Fortunately for the North Hudson Community Action Corporation (NHCAC), Kravitz is an expert shopper.
“The New Jersey food bank shelves [which provide food for needy people] have been severely depleted,” she said. “During an average year, they will give out between 20 and 25 million pounds of food. Last year, they gave out 39 million.”
When Kravitz found out about the crisis from the N.J. State Federation of Women’s Clubs (NJSFWC) of General Federation of Women’s Clubs, she and the Weehawken chapter immediately decided to join the cause. At the outset of the first of three designated collection days at the Senior Nutrition Center, the club had already amassed around $550 worth of donations for food.
“We hope enough people will come by to support those in need in our community.” – Eileen Turner
The NJSFWC’s goal with their “Peanut Butter, Jelly and Beans” food drive is to gather one million pounds for pantries across the state between April and June.
“We hope enough people will come by to support those in need in our community,” Turner said. “There couldn’t be a better cause.”
Fulfilling a need
“North Hudson [Community Action Corporation] is really ecstatic that the Women’s Club has chosen us for distribution of their efforts to collect food for those who need it,” NHCAC Program Director and Weehawken Women’s Club member Rosemary Lavagnino said. “The club’s purpose merges with ours with its efforts to address social and health issues that affect children and families in our community.”

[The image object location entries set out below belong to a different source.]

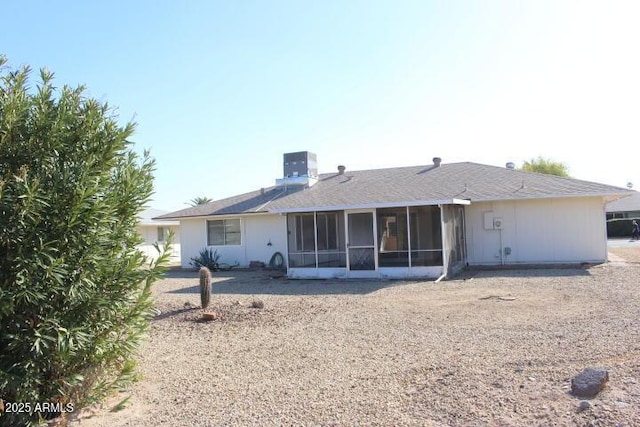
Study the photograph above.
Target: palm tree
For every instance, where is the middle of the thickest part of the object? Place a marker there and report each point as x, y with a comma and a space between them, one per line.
200, 201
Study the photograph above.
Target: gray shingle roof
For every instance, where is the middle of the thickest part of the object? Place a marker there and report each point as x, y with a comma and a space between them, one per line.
406, 185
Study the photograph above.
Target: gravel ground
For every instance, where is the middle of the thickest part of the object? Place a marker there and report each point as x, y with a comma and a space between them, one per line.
492, 348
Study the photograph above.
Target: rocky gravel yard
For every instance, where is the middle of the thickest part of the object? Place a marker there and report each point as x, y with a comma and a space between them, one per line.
491, 348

Lavagnino became involved with the club in 1990 and both her role with the NHCAC an as a Weehawken Councilwoman has helped her see beyond her immediate area and grasp the concerns of the region as a whole more fully, she explained.
The NCHAC set up food banks around four years ago after years of distributing food vouchers to fulfill a growing need in the community, and she hopes to see many more alliances form with local nonprofit groups in the future.
“We’re seeing people who didn’t need help before,” Lavagnino said. “Money only stretches so far because in our area, living expenses are so high but wages aren’t necessarily enough.”
She went on to say that in 2011, the NHCAC helped over 4,000 clients meet their food requirements, and so far this year there are 40 percent more.
“People are out of work, people are losing their homes, or people have jobs that don’t cover their expenses,” Kravitz said. “Normally we have two-year food collection projects, but this one was so urgent we have condensed it into three months to try to collect as many pounds of food as we can.”
A history of giving back
“They were ladies who lunched,” Kravitz said of the original women’s club members who began their crusade of charity in 1894. “Women couldn’t vote, they didn’t have cars, there were no telephones, and yet together they were able to accomplish so much.”
As the largest non-denominational volunteer organization in the state, the NJSFWC founded the N.J. College for Women – known now as Douglass Residential College as part of Rutgers in New Brunswick – which serves as the current NJSFWC headquarters. The General Federation of Women’s Clubs, which NJSFWC is a part of, established 75 percent of all libraries in the U.S., helped to pass the Pure Food and Drugs Act, supported the first child labor laws, and played a large role in the fight for gender equality and women’s rights.
“These are things we take for granted now,” Turner said. “But women 100 years ago had to fight for them.”
The NJSFWC continues to champion issues such as homelessness and domestic and child abuse, and to provide and organize school programs and scholarships.
“Washington is very responsive to women’s club’s issues,” Kravitz explained, “Because women speak softly, but carry a lot of clout.”
The Weehawken Women’s Club is optimistic that the community will rally around “Operation Peanut Butter, Jelly and Beans” and requests that those who can come forward and participate in the remaining two food drives.
Donations may be made June 23 between noon and 5 p.m. at the Pathmark Tower Plaza Mall located on Park Avenue; and on June 26 between 4 and 8 p.m., donations may be made at three locations: the Weehawken Elk’s Lodge located at 50th Street and Boulevard East, the Senior Nutrition Center located at 201 Highwood Ave., and the Community Room located at 525 Gregory Ave.